Je ne vois rien qui puisse, quant à présent, arrêter ce mouvement général des esprits; les causes qui l'ont fait naître ne cessent point d'opérer dans le même sens. Il se continuera donc, et l'on peut prédire que, s'il ne survient pas quelque circonstance extraordinaire, le gouvernement de l'Union ira chaque jour s'affaiblissant.
Je crois cependant que nous sommes encore loin du temps où le pouvoir fédéral, incapable de protéger sa propre existence et de donner la paix au pays, s'éteindra en quelque sorte de lui-même. L'Union est dans les mœurs, on la désire; ses résultats sont évidents, ses bienfaits visibles. Quand on s'apercevra que la faiblesse du gouvernement fédéral compromet l'existence de l'Union, je ne doute point qu'on ne voie naître un mouvement de réaction en faveur de la force.
Le gouvernement des États-Unis est, de tous les gouvernements fédéraux qui ont été établis jusqu'à nos jours, celui qui est le plus naturellement destiné à agir: tant qu'on ne l'attaquera que d'une manière indirecte par l'interprétation de ses lois, tant qu'on n'altérera pas profondément sa substance, un changement d'opinion, une crise intérieure, une guerre, pourraient lui redonner tout-à-coup la vigueur dont il a besoin.
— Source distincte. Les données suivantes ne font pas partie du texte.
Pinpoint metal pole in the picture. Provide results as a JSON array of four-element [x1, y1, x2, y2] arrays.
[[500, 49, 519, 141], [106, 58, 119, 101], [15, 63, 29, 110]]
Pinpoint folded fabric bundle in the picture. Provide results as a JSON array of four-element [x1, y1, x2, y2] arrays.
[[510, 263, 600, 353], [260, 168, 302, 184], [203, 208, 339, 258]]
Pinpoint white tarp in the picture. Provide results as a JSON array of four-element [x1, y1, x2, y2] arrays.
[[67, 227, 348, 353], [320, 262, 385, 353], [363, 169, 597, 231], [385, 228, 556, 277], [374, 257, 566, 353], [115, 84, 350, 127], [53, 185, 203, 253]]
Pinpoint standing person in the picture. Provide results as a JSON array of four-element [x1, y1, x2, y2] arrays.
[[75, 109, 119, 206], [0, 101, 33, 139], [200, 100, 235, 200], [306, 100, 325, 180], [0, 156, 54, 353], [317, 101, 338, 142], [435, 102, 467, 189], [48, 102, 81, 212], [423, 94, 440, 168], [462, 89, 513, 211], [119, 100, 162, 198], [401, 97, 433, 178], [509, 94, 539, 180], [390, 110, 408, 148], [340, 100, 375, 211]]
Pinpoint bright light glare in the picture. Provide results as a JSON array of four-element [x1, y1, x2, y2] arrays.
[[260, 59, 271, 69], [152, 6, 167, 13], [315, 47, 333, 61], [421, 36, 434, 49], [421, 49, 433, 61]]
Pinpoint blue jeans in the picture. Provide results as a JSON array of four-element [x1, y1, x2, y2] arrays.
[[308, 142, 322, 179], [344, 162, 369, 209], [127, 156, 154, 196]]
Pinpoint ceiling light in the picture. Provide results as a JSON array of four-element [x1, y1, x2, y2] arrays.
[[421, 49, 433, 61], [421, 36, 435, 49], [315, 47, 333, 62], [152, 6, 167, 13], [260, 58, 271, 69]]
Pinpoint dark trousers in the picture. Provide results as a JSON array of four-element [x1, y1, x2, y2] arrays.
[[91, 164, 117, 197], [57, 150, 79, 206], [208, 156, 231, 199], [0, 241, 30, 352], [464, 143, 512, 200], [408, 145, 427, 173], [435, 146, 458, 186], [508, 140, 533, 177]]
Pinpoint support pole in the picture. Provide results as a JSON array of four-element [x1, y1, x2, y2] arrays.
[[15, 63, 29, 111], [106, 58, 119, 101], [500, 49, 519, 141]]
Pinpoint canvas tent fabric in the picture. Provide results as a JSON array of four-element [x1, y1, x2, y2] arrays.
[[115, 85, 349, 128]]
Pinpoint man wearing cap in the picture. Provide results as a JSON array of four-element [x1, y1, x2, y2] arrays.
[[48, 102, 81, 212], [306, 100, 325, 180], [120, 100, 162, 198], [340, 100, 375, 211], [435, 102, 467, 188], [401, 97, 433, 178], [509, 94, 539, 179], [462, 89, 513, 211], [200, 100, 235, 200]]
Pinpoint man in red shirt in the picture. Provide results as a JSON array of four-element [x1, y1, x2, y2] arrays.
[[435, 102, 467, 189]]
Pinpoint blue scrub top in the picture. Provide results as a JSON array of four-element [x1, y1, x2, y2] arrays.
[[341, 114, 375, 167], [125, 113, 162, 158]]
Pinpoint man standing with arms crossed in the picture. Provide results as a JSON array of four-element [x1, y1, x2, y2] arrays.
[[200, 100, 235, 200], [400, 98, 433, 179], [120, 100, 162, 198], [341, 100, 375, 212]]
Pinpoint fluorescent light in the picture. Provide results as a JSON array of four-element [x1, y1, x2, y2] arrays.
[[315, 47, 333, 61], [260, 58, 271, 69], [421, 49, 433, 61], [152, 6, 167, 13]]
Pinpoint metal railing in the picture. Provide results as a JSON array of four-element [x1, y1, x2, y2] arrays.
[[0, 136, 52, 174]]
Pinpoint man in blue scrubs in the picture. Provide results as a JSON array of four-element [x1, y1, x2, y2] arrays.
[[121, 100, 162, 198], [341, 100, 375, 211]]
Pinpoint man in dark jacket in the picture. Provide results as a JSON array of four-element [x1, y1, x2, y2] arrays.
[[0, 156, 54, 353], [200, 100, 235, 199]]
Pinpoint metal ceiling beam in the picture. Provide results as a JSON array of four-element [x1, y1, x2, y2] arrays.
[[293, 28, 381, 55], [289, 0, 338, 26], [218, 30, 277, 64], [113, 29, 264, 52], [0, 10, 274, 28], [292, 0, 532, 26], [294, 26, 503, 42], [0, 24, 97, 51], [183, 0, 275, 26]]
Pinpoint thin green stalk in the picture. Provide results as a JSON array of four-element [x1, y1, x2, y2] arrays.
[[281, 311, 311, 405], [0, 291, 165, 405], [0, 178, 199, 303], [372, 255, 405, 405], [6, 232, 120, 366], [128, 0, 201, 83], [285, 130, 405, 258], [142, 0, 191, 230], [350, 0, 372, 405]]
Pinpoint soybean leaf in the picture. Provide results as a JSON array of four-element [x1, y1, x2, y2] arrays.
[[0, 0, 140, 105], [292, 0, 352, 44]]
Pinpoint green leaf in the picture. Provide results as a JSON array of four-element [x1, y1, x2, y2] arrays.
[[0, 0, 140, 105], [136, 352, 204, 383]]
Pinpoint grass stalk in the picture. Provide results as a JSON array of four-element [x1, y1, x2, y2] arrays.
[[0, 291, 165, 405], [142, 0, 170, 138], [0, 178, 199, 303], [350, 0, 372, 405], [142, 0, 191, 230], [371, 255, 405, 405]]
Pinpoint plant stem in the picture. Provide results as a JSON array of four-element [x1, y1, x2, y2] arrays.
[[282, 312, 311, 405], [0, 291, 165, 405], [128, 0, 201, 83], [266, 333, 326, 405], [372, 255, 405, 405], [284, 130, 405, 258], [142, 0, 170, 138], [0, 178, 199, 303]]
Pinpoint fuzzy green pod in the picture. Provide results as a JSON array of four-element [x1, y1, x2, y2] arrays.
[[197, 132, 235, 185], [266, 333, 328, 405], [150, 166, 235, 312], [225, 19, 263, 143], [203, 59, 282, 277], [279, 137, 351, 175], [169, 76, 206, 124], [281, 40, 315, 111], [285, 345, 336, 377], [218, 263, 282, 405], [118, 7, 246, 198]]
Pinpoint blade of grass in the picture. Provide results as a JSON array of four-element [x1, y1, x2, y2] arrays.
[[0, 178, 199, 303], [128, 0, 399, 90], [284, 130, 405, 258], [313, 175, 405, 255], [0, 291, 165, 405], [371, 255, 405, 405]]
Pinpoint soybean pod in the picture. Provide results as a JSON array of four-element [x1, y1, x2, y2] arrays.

Ce que j'ai voulu constater est seulement ceci: bien des gens, parmi nous, pensent qu'aux États-Unis il y a un mouvement des esprits qui favorise la centralisation du pouvoir dans les mains du président et du congrès. Je prétends qu'on y remarque visiblement un mouvement contraire. Loin que le gouvernement fédéral, en vieillissant, prenne de la force et menace la souveraineté des États, je dis qu'il tend chaque jour à s'affaiblir, et que la souveraineté seule de l'Union est en péril. Voilà ce que le présent révèle. Quel sera le résultat final de cette tendance, quels événements peuvent arrêter, retarder ou hâter le mouvement que j'ai décrit? L'avenir les cache, et je n'ai pas la prétention de pouvoir soulever son voile.
DES INSTITUTIONS RÉPUBLICAINES AUX ÉTATS-UNIS, QUELLES SONT LEURS CHANCES DE DURÉE.
L'Union n'est qu'un accident. — Les institutions républicaines ont plus d'avenir. — La république est, quant à présent, l'état naturel des Anglo-Américains. — Pourquoi. — Afin de la détruire, il faudrait changer en même temps toutes les lois et modifier toutes les mœurs. — Difficultés que trouvent les Américains à créer une aristocratie.
Le démembrement de l'Union, en introduisant la guerre au sein des États aujourd'hui confédérés, et avec elle les armées permanentes, la dictature et les impôts, pourrait à la longue y compromettre le sort des institutions républicaines.
Il ne faut pas confondre cependant l'avenir de la république et celui de l'Union.
L'Union est un accident qui ne durera qu'autant que les circonstances le favoriseront, mais la république me semble l'état naturel des Américains; et il n'y a que l'action continue de causes contraires et agissant toujours dans le même sens, qui pût lui substituer la monarchie.